Against odds, Lipitor became world's top seller
Lipitor, the best-selling drug in the history of pharmaceuticals, is the blockbuster that almost wasn't. When it was in development, the cholesterollowering medicine was viewed as such an also-ran it almost didn't make it into patient testing.
By the time Lipitor went on sale in early 1997, it was the fifth drug in a class called statins that lower LDL or bad cholesterol. The class already included three blockbusters, drugs with sales of $1 billion a year or more. Normally, that would make it very tough for a latecomer to sway many doctors and patients to switch.
But a 1996 study showed Lipitor reduced bad cholesterol dramatically more than the other statins, from the very start of treatment and even more so over time. A striking graph of those results helped Lipitor sales representatives turn it into the world's best-selling drug ever, with more than $125 billion in sales over 14 1/2 years.
Nicknamed "turbostatin," Lipitor became the top-selling statin barely three years after it was launched. It's provided 20 percent to 25 percent of Pfizer Inc.'s annual revenue for years. But after nearly a decade as the topselling drug, Lipitor is set to be toppled in 2012 after getting its first generic rivals four weeks ago.
It's a run not likely to be repeated. Back in the early 1980s, the public was just starting to learn what cholesterol was. There was little evidence that controlling it with medication could be so crucial in preventing dis- ability and early death, and the coming epidemic of obesity and diabetes in an aging population wasn't foreseen.
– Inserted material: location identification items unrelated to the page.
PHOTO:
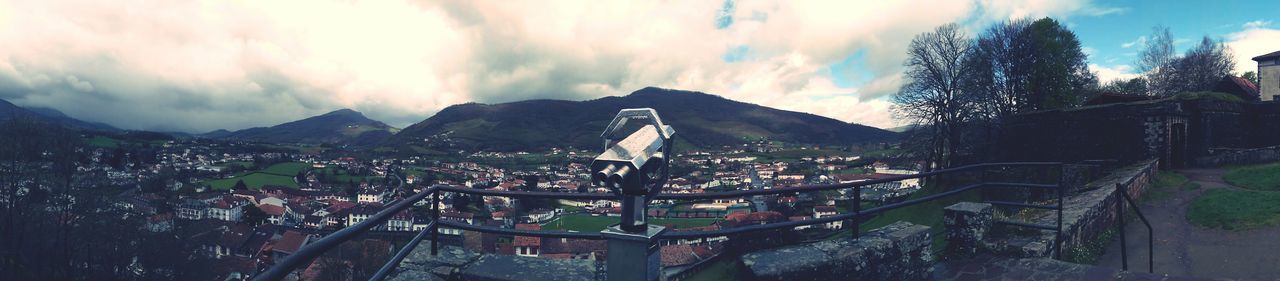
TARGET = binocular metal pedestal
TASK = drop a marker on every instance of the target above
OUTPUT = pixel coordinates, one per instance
(634, 256)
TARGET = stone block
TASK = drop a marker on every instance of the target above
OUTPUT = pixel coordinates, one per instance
(895, 252)
(526, 268)
(967, 225)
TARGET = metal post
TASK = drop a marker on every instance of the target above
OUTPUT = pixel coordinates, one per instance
(435, 220)
(858, 212)
(1124, 249)
(1061, 190)
(634, 256)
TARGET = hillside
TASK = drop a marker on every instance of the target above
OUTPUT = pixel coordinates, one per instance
(337, 127)
(700, 119)
(50, 115)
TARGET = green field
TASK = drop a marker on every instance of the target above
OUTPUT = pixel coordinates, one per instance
(287, 169)
(722, 268)
(1234, 210)
(588, 222)
(794, 155)
(1256, 176)
(333, 175)
(254, 182)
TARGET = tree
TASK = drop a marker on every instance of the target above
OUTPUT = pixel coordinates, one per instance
(1000, 68)
(1132, 87)
(254, 215)
(1251, 77)
(240, 185)
(1060, 72)
(1202, 67)
(932, 96)
(1153, 60)
(1157, 50)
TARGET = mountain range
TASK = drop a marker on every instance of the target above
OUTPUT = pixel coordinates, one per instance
(699, 119)
(344, 125)
(9, 110)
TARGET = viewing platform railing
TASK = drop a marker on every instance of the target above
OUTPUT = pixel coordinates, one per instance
(282, 268)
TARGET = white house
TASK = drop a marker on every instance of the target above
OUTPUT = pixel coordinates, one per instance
(225, 208)
(1269, 75)
(826, 211)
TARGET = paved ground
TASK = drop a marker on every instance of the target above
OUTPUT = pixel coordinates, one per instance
(1032, 268)
(1184, 249)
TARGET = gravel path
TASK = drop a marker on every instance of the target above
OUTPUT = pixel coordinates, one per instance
(1184, 249)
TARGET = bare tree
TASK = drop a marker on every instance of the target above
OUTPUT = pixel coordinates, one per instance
(933, 95)
(1157, 50)
(1000, 68)
(1153, 60)
(1202, 67)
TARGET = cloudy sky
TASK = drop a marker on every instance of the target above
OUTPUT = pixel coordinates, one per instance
(204, 65)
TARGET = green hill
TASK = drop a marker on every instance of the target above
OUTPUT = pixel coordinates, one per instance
(700, 119)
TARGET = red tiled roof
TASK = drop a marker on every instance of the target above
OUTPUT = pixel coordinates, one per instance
(272, 210)
(291, 242)
(824, 208)
(679, 254)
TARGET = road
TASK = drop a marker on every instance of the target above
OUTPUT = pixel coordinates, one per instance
(1185, 249)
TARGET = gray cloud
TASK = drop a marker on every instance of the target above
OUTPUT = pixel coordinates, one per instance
(197, 67)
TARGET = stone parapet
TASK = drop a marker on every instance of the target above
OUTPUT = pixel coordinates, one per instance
(967, 224)
(896, 252)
At the time, heart attack prevention basically amounted to telling patients to eat more oatmeal and skip the steak. Lipitor creator WarnerLambert, a midsized drugmaker best known for consumer health products including Listerine, Benadryl allergy pills and Halls cough drops, got a late start in what turned into a surprisingly fast-growing market.
Merck & Co. had a decade lead with Mevacor, launched in 1987. By 1994, its successor drug, Zocor, along with Bristol-Myers Squibb Co.'s Pravachol and Novartis AG's Lescol, had crowded the market. "Those other companies didn't even take us seriously. They didn't think we could be a viable contender," said Adele Gulfo, then head of cardiovascular marketing at Warner-Lambert Co. who now heads Pfizer's primary care drugs business. Doctors said they were "quite satisfied with the medicines we have," she recalled recently.